Sudan’s Model Citizen: Alek Wek Returns to Help Boost Economic Development


Supermodel Alek Wek returned to her native Sudan to help with its revival. (Image: File)

Alek Wek fled to Britain with her family at 14 to escape the first civil war in the Sudan. By her early twenties, she was a supermodel and muse who had become the first African woman to grace the cover of ELLE. Wek’s prestigious modeling career has taken her around the world, but she hadn’t been to her homeland in years. That changed when she visited the South Sudan for the nation’s one-year independence anniversary in July.

Wek teamed up with the United Nations High Commissioner for Refugees (UNHCR) to help the South Sudan develop economic and agricultural stability. Now one of the world’s youngest nations, the South Sudan faces several challenges because of fighting at the border (stemming from the second civil war, which ended in 2005), climate issues which can make land unlivable, and lack of resources including food, water and education.
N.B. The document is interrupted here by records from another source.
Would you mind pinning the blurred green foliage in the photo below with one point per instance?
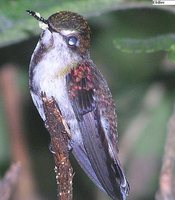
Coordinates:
(132, 44)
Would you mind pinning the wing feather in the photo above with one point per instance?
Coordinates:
(93, 105)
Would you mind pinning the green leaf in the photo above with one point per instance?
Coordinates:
(145, 45)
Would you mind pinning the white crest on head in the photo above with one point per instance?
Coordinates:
(67, 32)
(42, 25)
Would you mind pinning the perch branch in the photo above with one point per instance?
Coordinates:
(167, 177)
(60, 135)
(10, 180)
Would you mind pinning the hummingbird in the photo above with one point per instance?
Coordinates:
(62, 68)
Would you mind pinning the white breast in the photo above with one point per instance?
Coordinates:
(47, 79)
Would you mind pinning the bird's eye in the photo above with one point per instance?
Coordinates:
(72, 41)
Also, about 175,000 refugees who returned to South Sudan still need resources to help them sustain themselves as well as build a stable infrastructure for their nation.

The supermodel, who detailed her life story in her 2007 memoir Alek: From Sudanese Refugee to International Supermodel ($13.99; Amistad), is hopeful that her country will emerge triumphant despite its challenges. “I’ve never forgotten what it was like to be displaced and leaving your own country, but I believe as human beings, if we take the time, we really can make a huge impact in so many people’s lives that are less fortunate,” says Wek, who draws motivation for success from her own experiences. “We all can collectively come together and make a tremendous amount of difference whether you’re a doctor, lawyer, teacher or whatever industry you chose to be in.”
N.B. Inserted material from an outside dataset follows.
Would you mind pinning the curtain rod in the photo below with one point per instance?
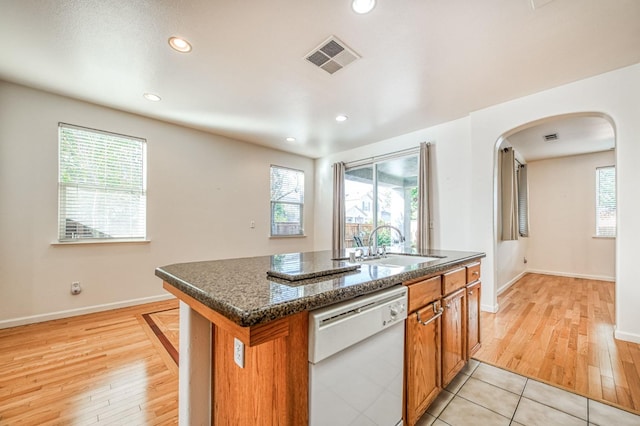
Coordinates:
(378, 158)
(505, 149)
Wek visited Wau, her hometown, Juba, the capital city, and various other regions of the South Sudan where she got to speak to displaced people and convey their needs to the country’s president, who is putting his faith in the youth, some of whom were born elsewhere because their parents fled.

“My nephew, who was raised in England, was working at a huge telecommunications company and quit his job. He now resides in South Sudan where he’s setting up his business in Juba,” Wek says. “We need all the younger entrepreneurs because they’re the new vision that learned from what their parents have gone through.”

Wek, who lights up when she describes education as “everything,” learned from her parents at an early age to make acquiring and applying knowledge her top priority–it’s a message she consistently spreads, which is why she teamed up with UNHCR to help build schools, one of the most important things she feels the South Sudan needs.

“I learned a lot from my mother [a businesswoman], and the most important lesson in education was my father saying not just the boys–but my girls are gonna be educated, and whatever you enjoy you better focus and you better follow through,” says Wek, who visited schools throughout the Sudan and often does Skype sessions with school children when she can’t be physically present in the country. “So that helped guide me to make proper decisions and I saw myself in those children.”

Oprah once told Alek Wek that had she seen her on the cover of a fashion magazine as a child, her own concept about herself would be different. Imagine how the Sudanese children feel, who see Alek Wek, the model, the entrepreneur and humanitarian. Wek jokingly says that her Dinka heritage makes her tenacious but she has witnessed people coming back from various clans and the fact that she was embraced by the people in her country after years of being away, as if she never left, speaks volumes to Wek’s hopefulness and the resilience of the South Sudanese people.

“I see so much potential and I think especially now with independence it’s just a stamp for people to finally start rebuilding,” she says. “If people really achieve the potential—not just of the country itself, but just the people—I think a lot of people will get involved much more and that’s why I have such a passion for South Sudan. I really root for them.”